House debates

Thursday, 4 December 2008

Fair Work Bill 2008

Second Reading

Debate resumed.

5:04 pm

Photo of Arch BevisArch Bevis (Brisbane, Australian Labor Party) Share this | | Hansard source

In the few minutes that remain to me, I just want to add to the comments I was making prior to question time. I was making the point that millions of Australians have waited a long time for this day; that many Australians have suffered unfairly at the hands of the Work Choices legislation of the former Liberal government; and that that government, now in opposition, have failed to come to grips with the fact that they lost an election because the people of Australia rejected their views about these things.

For many Australian workers, the workplace, because of industrial relations practices under Work Choices—that name that dare not be spoken aloud; that name that those opposite banned public servants from using, so unpopular had it become—had become something of a house of horrors. But, when it comes to the positions that those opposite have in dealing with the legislation before us now, it is more like a house of mirrors, where there are 20 different images of the same person. That is the representation that the Liberal and National parties have given of their views on this industrial relations legislation. They say they are opposed to many of the features of the bill, but then they say they will not oppose the bill. They say that they have forsaken Work Choices, but not one of them will actually get up and say that Work Choices was wrong. In their heart of hearts, they are not only confused about their status in opposition but still tied to the discredited Work Choices legislation that hurt so many businesses and so many ordinary Australians.

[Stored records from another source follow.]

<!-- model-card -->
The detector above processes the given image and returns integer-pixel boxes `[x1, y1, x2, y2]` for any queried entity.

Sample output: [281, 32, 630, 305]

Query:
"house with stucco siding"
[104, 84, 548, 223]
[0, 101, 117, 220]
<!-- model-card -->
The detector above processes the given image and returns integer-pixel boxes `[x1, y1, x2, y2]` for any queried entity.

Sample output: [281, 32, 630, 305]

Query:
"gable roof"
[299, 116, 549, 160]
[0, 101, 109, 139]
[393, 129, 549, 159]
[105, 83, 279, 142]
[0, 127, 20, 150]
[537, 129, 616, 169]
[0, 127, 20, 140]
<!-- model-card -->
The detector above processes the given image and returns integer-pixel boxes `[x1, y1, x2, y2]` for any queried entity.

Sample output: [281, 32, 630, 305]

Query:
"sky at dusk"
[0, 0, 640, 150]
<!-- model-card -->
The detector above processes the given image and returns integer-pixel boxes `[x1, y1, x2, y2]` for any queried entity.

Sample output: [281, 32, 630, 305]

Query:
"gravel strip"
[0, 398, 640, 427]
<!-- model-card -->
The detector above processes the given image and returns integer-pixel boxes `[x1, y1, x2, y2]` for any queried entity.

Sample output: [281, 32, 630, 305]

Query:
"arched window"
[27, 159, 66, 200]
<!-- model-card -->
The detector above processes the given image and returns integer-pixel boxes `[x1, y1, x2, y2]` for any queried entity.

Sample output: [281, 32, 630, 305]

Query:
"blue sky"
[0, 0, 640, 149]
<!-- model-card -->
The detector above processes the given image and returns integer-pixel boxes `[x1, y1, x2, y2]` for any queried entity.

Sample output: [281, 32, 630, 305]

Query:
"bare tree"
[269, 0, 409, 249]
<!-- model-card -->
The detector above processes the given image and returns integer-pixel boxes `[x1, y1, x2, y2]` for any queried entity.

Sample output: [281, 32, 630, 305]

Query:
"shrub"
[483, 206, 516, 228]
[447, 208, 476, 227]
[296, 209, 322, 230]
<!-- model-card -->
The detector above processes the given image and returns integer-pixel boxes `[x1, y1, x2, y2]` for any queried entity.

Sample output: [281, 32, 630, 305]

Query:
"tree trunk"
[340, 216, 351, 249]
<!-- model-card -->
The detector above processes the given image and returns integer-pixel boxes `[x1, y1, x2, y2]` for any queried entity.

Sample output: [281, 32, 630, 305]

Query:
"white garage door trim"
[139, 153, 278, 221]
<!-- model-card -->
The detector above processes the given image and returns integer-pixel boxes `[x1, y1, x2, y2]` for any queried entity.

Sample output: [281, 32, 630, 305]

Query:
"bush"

There is one other example I want to add to those I mentioned before question time about the way in which these laws operated. A friend of mine operates a business in Queensland that has a highly specialised skill in dealing with their particular industry. They were contacted by a large organisation who wanted to subcontract some work to them for a Commonwealth government contract. My friend’s company employs its people on decent conditions on collective agreements. The head company that had the contract with the Commonwealth—the Howard government at the time—imposed on that company a requirement that they employ their workers under AWAs, so when they came to my friend’s company to engage them as subcontractors they told the subcontracting company they would have to put their workers on AWAs, to which my friend said, ‘We don’t do that; we don’t employ our people on AWAs.’ The head contractor then said: ‘We will not engage you. The Commonwealth obliges us to put our people on AWAs. If you’re going to work on this project you have to have your people on AWAs.’ They happen to be the only firm in Queensland with the expertise to do the job, so he spoke to the workers and the workers said, ‘We need the business. Put us on an AWA which is the same as we have and we’ll get on with the business.’ Much against their better judgement, they did. They turned up on the worksite wearing a helmet that had a BLF sticker on it, and they were then told that they were not allowed to enter the site because their helmet had a sticker on it that did not meet with the approval of John Howard’s laws and the contractor’s requirements. That was the absurdity of what the former government did.

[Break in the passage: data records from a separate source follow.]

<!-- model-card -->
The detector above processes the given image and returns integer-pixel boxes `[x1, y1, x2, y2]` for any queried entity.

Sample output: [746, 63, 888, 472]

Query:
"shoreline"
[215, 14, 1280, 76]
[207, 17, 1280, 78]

We now have a bill before this parliament that puts fairness back into the workplace. It creates for the first time genuine bargaining in good faith. The former government said they supported bargaining, but there was no requirement for anyone to bargain in good faith and they did not. We are putting in place that fair bargaining system. We are putting the balance right. We are putting in the decent values that have underpinned Australian industrial laws since 1904. It is a bill all people in the parliament can be proud of. It is a bill that all on this side are proud of.

Debate (on motion by Mr Perrett) adjourned.